Israeli gut microbiome specialist sets sights on China for anti-diabetes personalised nutrition
The company's expansion plans are also being spurred by the generally positive response it has been receiving in the US and its native Israel.
The firm specialises in gut microbiome analysis, which it uses to to provide individual customers with specific information and advice.
The process begins with a kit purchased from DayTwo, containing tools to help the customer collect and store a stool sample to be sent to the firm for analysis.
The customer must also fill out a questionnaire and provide a glycated haemoglobin blood test result. Using this, clinicians can determine the customer's average blood sugar levels over the last few weeks or months.
DayTwo then sequences the DNA of the customer's gut microbiome, profiling its composition and diversity. An algorithm — made with patent-pending technology licensed from Israel's Weizmann Institute of Science — uses this information to produce a nutrition profile unique to the individual.
Finally, the customer receives an app and consultation with a dietitian to teach him how to use the app, and advise him on meal-planning.
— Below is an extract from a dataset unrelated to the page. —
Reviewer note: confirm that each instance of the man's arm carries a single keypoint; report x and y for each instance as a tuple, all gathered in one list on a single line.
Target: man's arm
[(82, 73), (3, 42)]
CEO and co-founder Lihi Segal told NutraIngredients-Asia: "We provide consultations with our dietitians for a review of customers' results, and an 'explore your microbiome' report — what gut bacteria live inside your gut and which medical conditions these bacteria are associated with, as reported in current literature."
She added that the feedback so far has been encouraging.
"Diabetic and pre-diabetic patients have been experiencing lowered glycated haemoglobin levels based on our recommendations. In addition, users have reported weight loss and overall, are feeling better throughout the day — they feel less hungry and more energetic."
DayTwo has also partnered with more established companies to advance its scientific and technological processes.
Last February, the firm announced a collaboration with Johnson & Johnson subsidiary Janssen Research & Development to develop the former's platform for gestational and type 2 diabetes intervention, in the hopes of eventually turning it into a 'full-blown medical treatment programme'.
Segal said, "The partnership with Johnson & Johnson is dual — they are investors and also research partners. We are currently conducting two clinical trials with them: one on type 2 diabetes, and the other on gestational diabetes."
DayTwo also counts among its clinical research partners the renowned Mayo Clinic, one of the contributors to its $12m Series A round of financing last July.
"The purpose of the collaboration with the Mayo Clinic is to repeat and validate the research done at the Weizmann Institute, which will help improve our algorithm's accuracy and predictability.
"The trial was recently completed and will be published soon."
Segal said, "We have plans to expand into the APAC region. I believe the first target will be China as diabetes is a growing epidemic there. Realistically, we would get there in a year to a year and a half.
"Within the next year, we will start on Series B, where we will focus on marketing our services. At that point, we should be sufficiently established in the US, and so we can begin moving into other territories. Ideally, we'd like to find a local Chinese partner."
She added that DayTwo had been approached by potential partners globally, and was "at different stages of discussion with some of them".
"We've gotten interest from over 60 countries, including Japan, Singapore, Taiwan, Hong Kong, China, South Korea, Australia and New Zealand.
"Eventually, we would like to expand globally and start selling the kit commercially."